We define functions $f_1,f_2,f_3$ that assign a real number to each point on the plane, where for point $\mathbf v$, the value of $f_i(\mathbf v)=f_i((x,y))$ is that of the LHS of the $i$-th equation in the OP, where $x,y$ are the Cartesian coordinates of $\mathbf v$.

For each $i\in\{1,2,3\}$ and each $u\in\mathbb R$, the level set$$S_{i}(u):= \left\{ \mathbf v\in\mathbb R^2\ :\ f_i(\mathbf v) = u\right\}$$is a straight line. For a given $i$, all level sets are parallel. The value of $f_i((x,y))$ increases in a direction perpendicular to those lines, but we don't yet know which of the two perpendicular directions it is (eg NorthEast or SouthWest).

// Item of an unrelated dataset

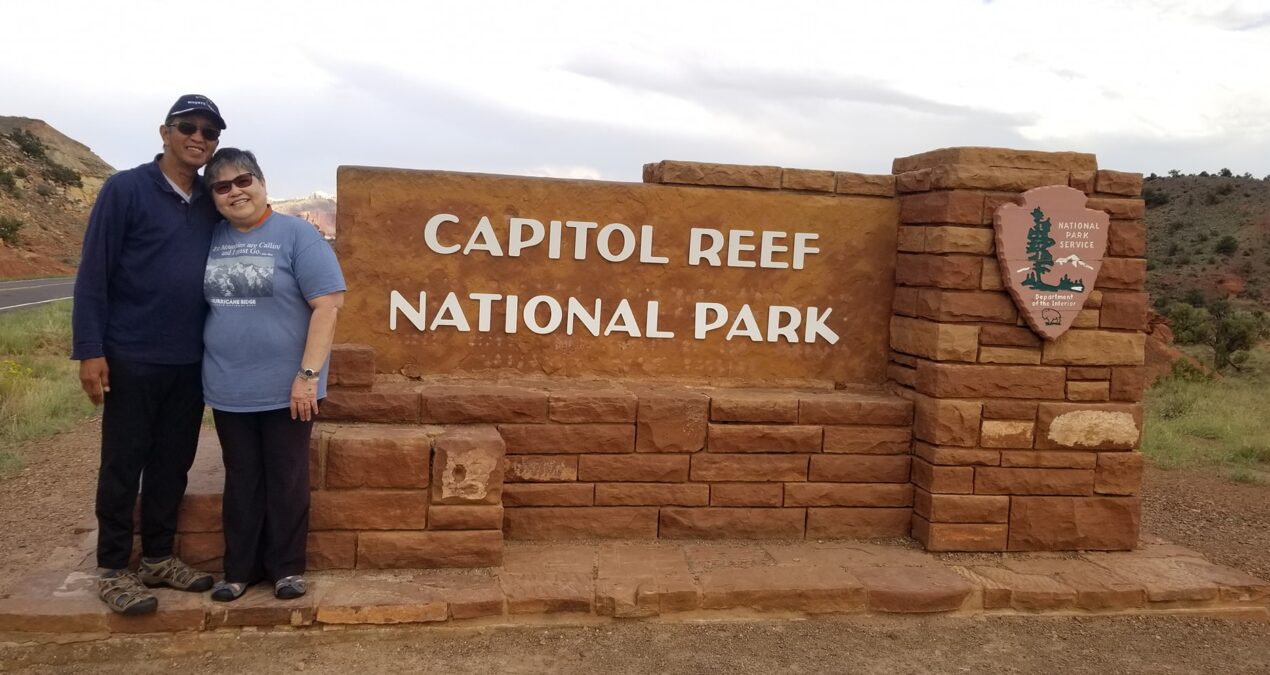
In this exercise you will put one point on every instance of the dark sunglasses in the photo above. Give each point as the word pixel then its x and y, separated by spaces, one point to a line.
pixel 188 129
pixel 240 181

Define $b_i$ to be the constant on the RHS of the $i$-th equation in the OP. So we can write the $i$-th equation as:$$f_i((x,y)) = b_i$$The $i$-th equation is satisfied by the level set $S_{i}(b_i)$, ie the level set of $f_i$ on which $f_i$ gives value $b_i$. Let's call that level set for equation $i$ the $i$-th boundary line, because it will be a boundary of the triangle. On one side of that boundary line, $f_i$ will always give a value larger then $b_i$ and on the other side, always smaller.

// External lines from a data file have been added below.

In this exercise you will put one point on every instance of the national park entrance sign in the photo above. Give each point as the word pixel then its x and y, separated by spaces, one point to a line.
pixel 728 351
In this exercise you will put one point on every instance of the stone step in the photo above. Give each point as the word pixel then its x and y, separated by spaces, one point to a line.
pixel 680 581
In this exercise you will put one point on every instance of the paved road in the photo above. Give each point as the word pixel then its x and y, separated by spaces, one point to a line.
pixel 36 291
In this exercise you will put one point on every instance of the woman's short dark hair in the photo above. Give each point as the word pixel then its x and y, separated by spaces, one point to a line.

For each $i$ we define $P_{i}$ to be the point of intersection for the two boundary lines that are not boundary line $i$. Now the entire triangle lies on one side of that boundary line, or on the line, and $P_i$ is in the triangle but not on that boundary line. So the weak inequality ($\geq$ or $\leq$) version of equation $i$ that applies to $P_i$ must also be satisfied by all points in the triangle.
That is, if $f_i(P_i)\leq b_i$ then $f_i(\mathbf v)\leq b_i$ for all points $\mathbf v$ in the triangle. And the same applies if we replace $\leq$ by $\geq$.

We test and find that:\begin{align*}
&f_1(P_1) = f_1((1.8, 0.8)) = 2\times 1.8+ 0.8 = 4.4\geq 2 = b_1\\
&f_2(P_2) = f_2((1,0)) = 2\times 1 + 3\times 0 = 2\leq 6 = b_2\\
&f_3(P_3) = f_3((0,2)) = 0 - 2 = -2 \leq 1 = b_3\\
\end{align*}For each $i$ the diagram shows as a dashed line the level set for $f_i$ that passes through point $P_i$.

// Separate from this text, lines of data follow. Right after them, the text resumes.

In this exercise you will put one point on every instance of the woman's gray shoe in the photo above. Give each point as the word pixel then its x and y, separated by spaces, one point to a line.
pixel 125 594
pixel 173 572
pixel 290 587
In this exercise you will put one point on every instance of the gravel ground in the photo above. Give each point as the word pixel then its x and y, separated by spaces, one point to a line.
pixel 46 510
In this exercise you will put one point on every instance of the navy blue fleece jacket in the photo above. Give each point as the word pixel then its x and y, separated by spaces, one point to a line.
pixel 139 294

So our triangle is defined as:$$\Delta\,P_1P_2P_3 = \left\{ \mathbf v\in\mathbb R^2\ :\
f_1(\mathbf v)\geq b_1\wedge f_2(\mathbf v)\geq b_2\wedge f_3(\mathbf v)\geq b_3\right\} $$where $\wedge$ means AND.

We can then test and see that $P$ satisfies this but $Q$ and $O$ (the origin) do not.

PS the book's solution in post 15 is just a very terse - and somewhat hard to follow - version of this approach.

PPS below is some python code to automate the solution, showing it's quite straightforward and requires no diagrams to determine directions:
[CODE lang="python" title="Python code"]
import numpy as np

# matrix of coefficients from equations (LHS)
M = np.array([[2, 1],\
[2, 3],\
[1, -1]])
# vector of constants from equations (RHS)
b = np.array([2, 6, 1])

# function to choose the 'other two' indices, given an index i in [0, 1, 2]
def not_i(i):
return np.where(i == 0, [1, 2], np.where(i == 1, [0, 2], [0, 1]))

# function to test whether the i-th linear function gives > or < b at point (x,y)
def test_val(x, y, i):
return np.sign(sum(M * np.array([x, y])) - b)

# set up v to be matrix of coordinates of the three triangle vertices
v = np.array([[0.0 ,0.0],\
[0.0, 0.0],\
[0.0, 0.0]] )
# set up vector 'signs' to give directions of the inequalities
signs = [1, 1, 1]
# loop to find the vertices (points of intersection) and directions of inequalities
for i in [0, 1, 2]:
v[i, :] = np.linalg.solve(M[not_i(i)], b[not_i(i)])
signs = test_val(v[i, 0], v[i, 1], i)

# using the above, define a function to test whether point (x, y) is in the triangle
def is_in_triangle(x, y):
is_in = True
for i in [0, 1, 2]:
is_in = is_in and (test_val(x, y, i) == signs)
return is_in

# apply the function to test each of the three points
print("Is (1, 1) in the triangle? ", is_in_triangle(1, 1)) # test point P
print("Is (1, 2) in the triangle? ", is_in_triangle(1, 2)) # test point Q
print("Is (0, 0) in the triangle? ", is_in_triangle(0, 0)) # test point O (origin)
[/CODE]
And here is the output:

Is (1, 1) in the triangle?  True
Is (1, 2) in the triangle?  False
Is (0, 0) in the triangle?  False

 

[Einstein44]

Thanks very much for everyones contribution! I think I got it now.